Thomas Rap beschikte over een onweerstaanbare charme, waarvoor ook Gerard Kornelis van het Reve bezweek. Het was niet niks om in de deftige, wat opgedirkte uitgeverswereld van de jaren '60 opeens binnen te komen als een soort kwajongen. Die jongensachtigheid deed het hem.
Op zekere dag mocht ik met Thomas mee naar Van het Reve, die toen nog niet verhuisd was naar Friesland, maar met Willem van Albeda op een flatje in Osdorp bivakkeerde.
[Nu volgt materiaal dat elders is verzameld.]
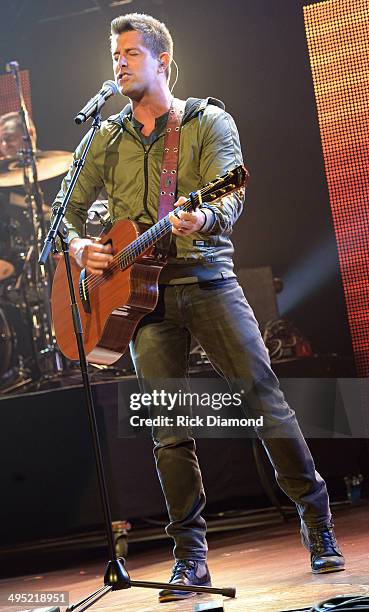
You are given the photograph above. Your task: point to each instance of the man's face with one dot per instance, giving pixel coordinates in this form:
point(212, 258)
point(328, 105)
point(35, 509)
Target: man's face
point(11, 140)
point(135, 69)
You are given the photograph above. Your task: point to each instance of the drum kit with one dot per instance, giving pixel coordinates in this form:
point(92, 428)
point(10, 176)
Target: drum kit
point(28, 350)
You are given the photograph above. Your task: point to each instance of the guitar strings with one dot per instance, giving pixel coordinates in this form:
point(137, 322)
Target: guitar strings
point(131, 252)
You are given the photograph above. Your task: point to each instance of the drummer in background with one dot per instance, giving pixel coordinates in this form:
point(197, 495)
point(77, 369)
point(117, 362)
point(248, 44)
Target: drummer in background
point(11, 134)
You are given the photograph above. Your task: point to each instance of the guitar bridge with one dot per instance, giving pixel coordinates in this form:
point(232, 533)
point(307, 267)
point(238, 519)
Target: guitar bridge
point(83, 292)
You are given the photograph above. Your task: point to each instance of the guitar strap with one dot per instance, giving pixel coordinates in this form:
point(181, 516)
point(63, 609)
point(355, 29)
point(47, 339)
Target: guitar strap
point(169, 167)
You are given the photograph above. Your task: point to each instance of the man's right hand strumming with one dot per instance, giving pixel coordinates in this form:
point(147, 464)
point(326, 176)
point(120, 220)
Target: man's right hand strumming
point(91, 254)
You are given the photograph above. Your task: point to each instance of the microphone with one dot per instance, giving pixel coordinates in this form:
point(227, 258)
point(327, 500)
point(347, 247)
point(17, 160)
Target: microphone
point(94, 105)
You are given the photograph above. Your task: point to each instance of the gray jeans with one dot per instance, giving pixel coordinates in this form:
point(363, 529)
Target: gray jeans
point(221, 320)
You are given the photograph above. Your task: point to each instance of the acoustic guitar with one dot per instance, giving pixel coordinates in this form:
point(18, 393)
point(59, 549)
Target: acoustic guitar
point(112, 305)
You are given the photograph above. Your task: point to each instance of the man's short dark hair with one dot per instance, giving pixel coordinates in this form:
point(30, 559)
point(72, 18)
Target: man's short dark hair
point(155, 34)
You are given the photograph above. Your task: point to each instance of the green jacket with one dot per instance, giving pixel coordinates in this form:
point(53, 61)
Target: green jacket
point(130, 173)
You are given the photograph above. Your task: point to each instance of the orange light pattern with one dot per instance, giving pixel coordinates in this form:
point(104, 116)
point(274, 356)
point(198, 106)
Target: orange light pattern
point(9, 99)
point(338, 42)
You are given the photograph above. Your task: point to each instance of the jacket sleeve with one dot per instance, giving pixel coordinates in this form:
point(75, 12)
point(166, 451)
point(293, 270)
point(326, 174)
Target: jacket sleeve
point(85, 192)
point(220, 152)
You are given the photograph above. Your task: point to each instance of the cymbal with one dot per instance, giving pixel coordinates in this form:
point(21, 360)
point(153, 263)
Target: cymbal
point(49, 165)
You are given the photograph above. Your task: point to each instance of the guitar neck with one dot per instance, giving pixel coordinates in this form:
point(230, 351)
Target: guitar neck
point(150, 237)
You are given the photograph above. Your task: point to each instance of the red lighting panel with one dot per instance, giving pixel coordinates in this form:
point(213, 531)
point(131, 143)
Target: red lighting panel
point(338, 41)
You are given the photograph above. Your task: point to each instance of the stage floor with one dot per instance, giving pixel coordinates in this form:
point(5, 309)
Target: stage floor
point(269, 568)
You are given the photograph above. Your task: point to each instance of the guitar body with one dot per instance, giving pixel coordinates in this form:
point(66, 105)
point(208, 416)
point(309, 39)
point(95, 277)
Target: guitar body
point(118, 300)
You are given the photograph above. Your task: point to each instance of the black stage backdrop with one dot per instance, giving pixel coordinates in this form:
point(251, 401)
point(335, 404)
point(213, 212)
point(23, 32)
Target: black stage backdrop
point(253, 56)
Rap zou zijn 'Veertien etsen' uitbrengen.
Daar aangekomen legde hij me uit hoe het spel gespeeld moest worden.
'Dat vindt Gerard leuk, let maar op.'
Beneden was een rijtje bellen met naamplaatjes en een intercom, merk Bumifoon.
Thomas Rap belde, lang en nadrukkelijk.
En door de Bumifoon kwam de stem van Gerard van het Reve, die een oude dame nadeed, leek het wel.
'Wiedáár?'
Waarom Rap met een lange uithaal riep:
'Deee Huitgeeverr...'.
Alsof hij iets aan de deur verkocht.
De deur werd opengedrukt. Gegiechel door de Bumifoon.